Key Responsibilities
- Provide L2/L3 production support for Java/web-based applications, primarily in banking environments.
- Manage 24/7 application support, including high-severity and high-impact incidents, with a focus on fast recovery and minimal disruption.
- Monitor, troubleshoot, and resolve application and infrastructure issues promptly.
- Perform root cause analysis and post-resolution follow-ups for incidents.
- Participate in disaster recovery drills and major incident investigations.
- Generate and maintain reports based on ticket metrics and application performance.
- Coordinate and execute infrastructure maintenance activities including patching, upgrades, and deployments.
- Manage and maintain Docker containers and batch jobs (e.g., TWS, Cronjobs).
- Conduct regular health checks and performance monitoring using tools and scripts.

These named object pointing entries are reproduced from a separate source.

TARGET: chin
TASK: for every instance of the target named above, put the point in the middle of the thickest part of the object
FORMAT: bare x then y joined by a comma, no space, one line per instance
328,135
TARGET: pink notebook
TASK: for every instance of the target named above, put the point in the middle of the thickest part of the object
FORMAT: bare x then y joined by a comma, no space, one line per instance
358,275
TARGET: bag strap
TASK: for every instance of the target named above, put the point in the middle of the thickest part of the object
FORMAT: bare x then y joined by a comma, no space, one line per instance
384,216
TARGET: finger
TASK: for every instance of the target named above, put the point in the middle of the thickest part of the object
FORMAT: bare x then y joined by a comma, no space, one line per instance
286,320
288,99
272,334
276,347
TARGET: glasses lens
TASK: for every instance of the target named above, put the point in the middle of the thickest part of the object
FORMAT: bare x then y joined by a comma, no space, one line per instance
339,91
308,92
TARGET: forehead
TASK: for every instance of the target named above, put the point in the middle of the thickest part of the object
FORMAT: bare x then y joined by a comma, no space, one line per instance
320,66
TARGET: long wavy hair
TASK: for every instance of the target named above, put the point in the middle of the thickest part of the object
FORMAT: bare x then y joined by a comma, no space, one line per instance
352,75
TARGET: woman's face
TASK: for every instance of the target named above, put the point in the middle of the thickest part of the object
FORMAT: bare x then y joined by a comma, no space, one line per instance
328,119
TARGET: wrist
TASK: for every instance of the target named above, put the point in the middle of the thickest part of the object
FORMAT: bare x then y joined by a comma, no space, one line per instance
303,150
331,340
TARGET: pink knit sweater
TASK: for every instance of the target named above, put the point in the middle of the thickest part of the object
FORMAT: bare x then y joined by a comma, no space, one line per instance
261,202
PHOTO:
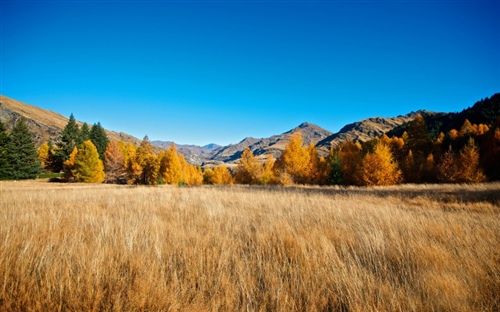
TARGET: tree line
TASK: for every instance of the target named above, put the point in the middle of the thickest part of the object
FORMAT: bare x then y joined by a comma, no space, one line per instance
470,154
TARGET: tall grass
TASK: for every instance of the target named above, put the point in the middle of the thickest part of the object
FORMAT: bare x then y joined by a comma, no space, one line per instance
100,247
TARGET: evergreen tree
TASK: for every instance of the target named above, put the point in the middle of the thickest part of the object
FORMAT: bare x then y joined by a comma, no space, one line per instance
99,138
114,163
88,166
22,156
84,134
4,163
70,137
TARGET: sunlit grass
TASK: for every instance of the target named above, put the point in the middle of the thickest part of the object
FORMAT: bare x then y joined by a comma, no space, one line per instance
109,247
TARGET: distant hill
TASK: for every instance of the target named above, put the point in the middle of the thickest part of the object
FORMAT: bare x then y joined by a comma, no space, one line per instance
273,145
365,130
485,111
44,125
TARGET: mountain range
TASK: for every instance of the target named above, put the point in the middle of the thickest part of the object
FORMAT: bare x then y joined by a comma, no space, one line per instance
46,125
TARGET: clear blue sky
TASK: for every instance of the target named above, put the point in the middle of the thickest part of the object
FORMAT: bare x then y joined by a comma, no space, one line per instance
197,72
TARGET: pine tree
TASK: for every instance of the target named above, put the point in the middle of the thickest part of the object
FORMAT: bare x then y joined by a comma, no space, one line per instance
114,164
22,156
88,166
99,138
84,134
4,162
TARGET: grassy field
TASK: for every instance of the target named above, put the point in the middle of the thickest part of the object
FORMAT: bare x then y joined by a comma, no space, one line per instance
112,248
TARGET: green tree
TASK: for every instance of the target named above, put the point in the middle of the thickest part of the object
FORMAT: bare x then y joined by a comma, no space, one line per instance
88,166
22,158
4,162
84,134
99,138
70,137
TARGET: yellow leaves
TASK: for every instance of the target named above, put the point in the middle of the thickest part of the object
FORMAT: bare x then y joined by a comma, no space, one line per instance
379,167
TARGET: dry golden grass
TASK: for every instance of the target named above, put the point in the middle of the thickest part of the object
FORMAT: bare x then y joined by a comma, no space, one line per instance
107,247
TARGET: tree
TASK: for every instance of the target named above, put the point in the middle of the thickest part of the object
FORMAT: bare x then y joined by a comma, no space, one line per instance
379,167
88,167
170,166
99,138
468,164
295,159
248,168
114,164
69,165
351,160
4,162
22,157
84,134
70,136
221,175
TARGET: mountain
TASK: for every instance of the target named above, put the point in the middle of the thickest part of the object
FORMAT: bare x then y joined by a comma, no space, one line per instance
273,145
45,125
485,111
365,130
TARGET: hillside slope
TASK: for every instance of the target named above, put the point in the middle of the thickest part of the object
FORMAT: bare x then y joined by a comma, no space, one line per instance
44,125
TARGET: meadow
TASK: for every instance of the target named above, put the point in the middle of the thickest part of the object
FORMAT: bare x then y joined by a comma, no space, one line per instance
88,247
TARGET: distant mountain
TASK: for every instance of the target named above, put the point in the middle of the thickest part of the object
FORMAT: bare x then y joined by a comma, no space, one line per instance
273,145
365,130
485,111
45,125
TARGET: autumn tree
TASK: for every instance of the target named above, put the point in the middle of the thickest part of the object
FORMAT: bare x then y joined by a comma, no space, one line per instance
351,160
379,167
69,165
88,166
295,160
114,164
22,156
221,175
468,164
170,166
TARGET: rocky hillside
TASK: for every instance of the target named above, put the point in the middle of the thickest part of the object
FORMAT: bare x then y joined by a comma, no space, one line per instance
365,130
273,145
45,125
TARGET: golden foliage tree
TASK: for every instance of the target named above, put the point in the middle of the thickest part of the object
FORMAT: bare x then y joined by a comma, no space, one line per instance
248,168
350,157
114,163
221,175
88,167
170,166
379,167
69,165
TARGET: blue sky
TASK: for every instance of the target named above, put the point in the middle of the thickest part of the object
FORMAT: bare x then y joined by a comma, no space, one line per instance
197,72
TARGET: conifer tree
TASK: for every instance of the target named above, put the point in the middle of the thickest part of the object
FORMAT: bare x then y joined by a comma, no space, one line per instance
221,175
22,157
70,137
170,166
114,164
84,134
99,138
88,167
4,162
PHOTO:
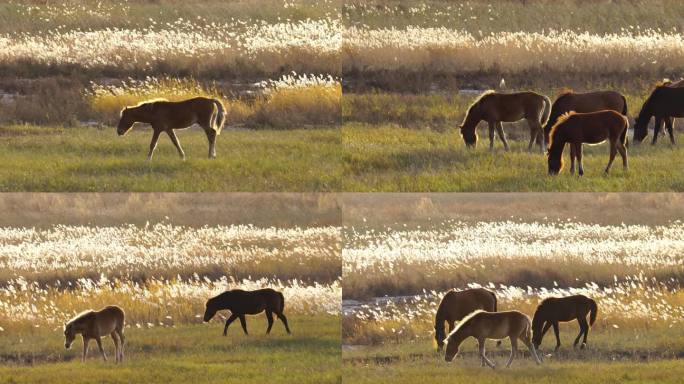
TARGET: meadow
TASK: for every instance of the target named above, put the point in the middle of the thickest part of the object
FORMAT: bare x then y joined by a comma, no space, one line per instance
161,275
395,274
88,159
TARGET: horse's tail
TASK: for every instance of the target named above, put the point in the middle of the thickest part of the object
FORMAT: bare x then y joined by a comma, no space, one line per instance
624,138
281,307
594,310
218,118
546,113
498,342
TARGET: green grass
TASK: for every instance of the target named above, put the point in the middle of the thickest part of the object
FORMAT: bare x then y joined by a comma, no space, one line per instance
389,158
613,356
196,354
91,159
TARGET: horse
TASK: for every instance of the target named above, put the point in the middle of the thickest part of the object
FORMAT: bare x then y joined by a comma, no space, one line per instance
553,310
95,324
456,305
584,103
591,128
241,303
492,325
165,116
664,103
495,108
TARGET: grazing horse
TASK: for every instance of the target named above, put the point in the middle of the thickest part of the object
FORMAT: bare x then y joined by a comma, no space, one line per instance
456,305
492,325
584,103
165,116
590,128
553,310
95,324
241,303
664,103
495,108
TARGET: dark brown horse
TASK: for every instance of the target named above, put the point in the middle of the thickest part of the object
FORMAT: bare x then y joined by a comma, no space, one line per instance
456,305
241,303
584,103
165,116
665,103
553,310
591,128
495,108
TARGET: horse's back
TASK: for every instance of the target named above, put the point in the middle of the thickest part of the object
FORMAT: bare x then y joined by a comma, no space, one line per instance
461,303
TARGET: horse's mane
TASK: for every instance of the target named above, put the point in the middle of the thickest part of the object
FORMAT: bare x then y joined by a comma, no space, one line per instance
464,321
144,102
561,119
80,316
479,98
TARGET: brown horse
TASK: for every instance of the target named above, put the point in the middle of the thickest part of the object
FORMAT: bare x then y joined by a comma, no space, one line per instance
553,310
165,116
95,324
584,103
495,108
590,128
664,104
241,303
456,305
492,325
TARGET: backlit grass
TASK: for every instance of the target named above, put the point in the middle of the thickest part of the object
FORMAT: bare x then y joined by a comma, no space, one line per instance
91,159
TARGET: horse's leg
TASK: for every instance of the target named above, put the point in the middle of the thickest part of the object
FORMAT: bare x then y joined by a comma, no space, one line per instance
514,349
230,320
557,333
115,338
573,155
502,135
119,332
282,318
174,139
99,346
578,154
211,136
536,130
623,153
491,135
153,143
482,353
584,328
243,322
269,317
85,348
669,123
656,129
613,152
545,329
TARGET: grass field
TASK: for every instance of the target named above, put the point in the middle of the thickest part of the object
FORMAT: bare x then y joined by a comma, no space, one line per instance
90,159
396,270
397,365
390,158
189,353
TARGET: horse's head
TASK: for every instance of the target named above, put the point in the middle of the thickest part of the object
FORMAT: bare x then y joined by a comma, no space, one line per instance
210,309
440,336
469,136
451,349
640,129
126,122
69,335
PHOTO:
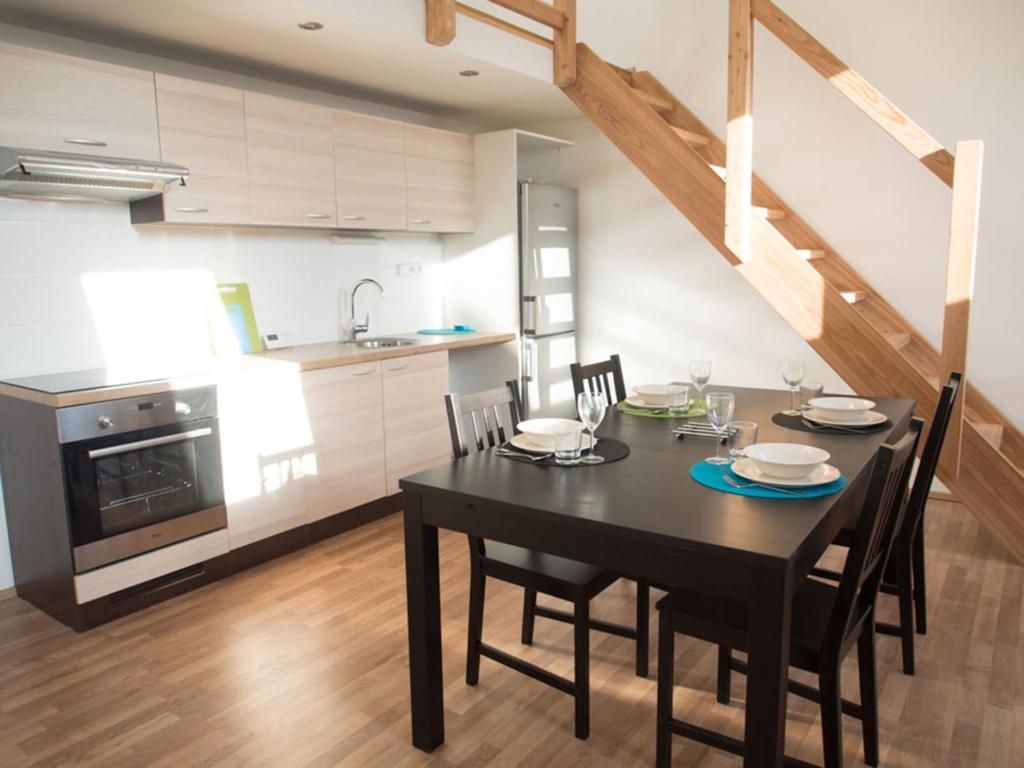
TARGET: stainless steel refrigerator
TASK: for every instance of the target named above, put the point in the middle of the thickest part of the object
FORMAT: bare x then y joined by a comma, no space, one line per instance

- Maintain documentation for technical procedures, incident handling, and change management.
- Support CI/CD pipelines and DevOps practices for application releases and change requests.
- Ensure SIT and UAT approval processes are completed, including UAT Business Unit sign-off.
- Collaborate with developers, project teams, vendors, and infrastructure teams to ensure seamless operations.
- Drive effective communication between business and technology regarding production service reliability and performance.
- Champion production resilience and availability, focusing on superior client experience.
- Drive the implementation of Site Reliability Engineering (SRE) and Chaos Engineering for strategic systems.
- Improve system reliability and availability by gathering data and designing for performance.
- Drive continuous improvements in processes and systems using SRE methodologies.
- Provide expert advice and training on technology solutions and advanced reliability techniques.
Required Skills & Experience
- Minimum 10 years of experience in production support, system administration, or application support roles.
- Strong knowledge of Linux/AIX/UNIX, Windows Servers, and cloud platforms (AWS, Azure).
- Proficient in SQL, MySQL, MariaDB, and database batch scripting.
- Experience with WebSphere, WebLogic, Apache Tomcat, and VMware.
- Familiarity with monitoring tools, log analysis, and performance tuning.
- Hands-on experience with DevOps tools and CI/CD pipelines.
- Strong communication and problem-solving skills.
- Ability to work in high-pressure environments and manage multiple priorities.
Education & Certifications
- Bachelor’s Degree in Science (Computer Science) or related field.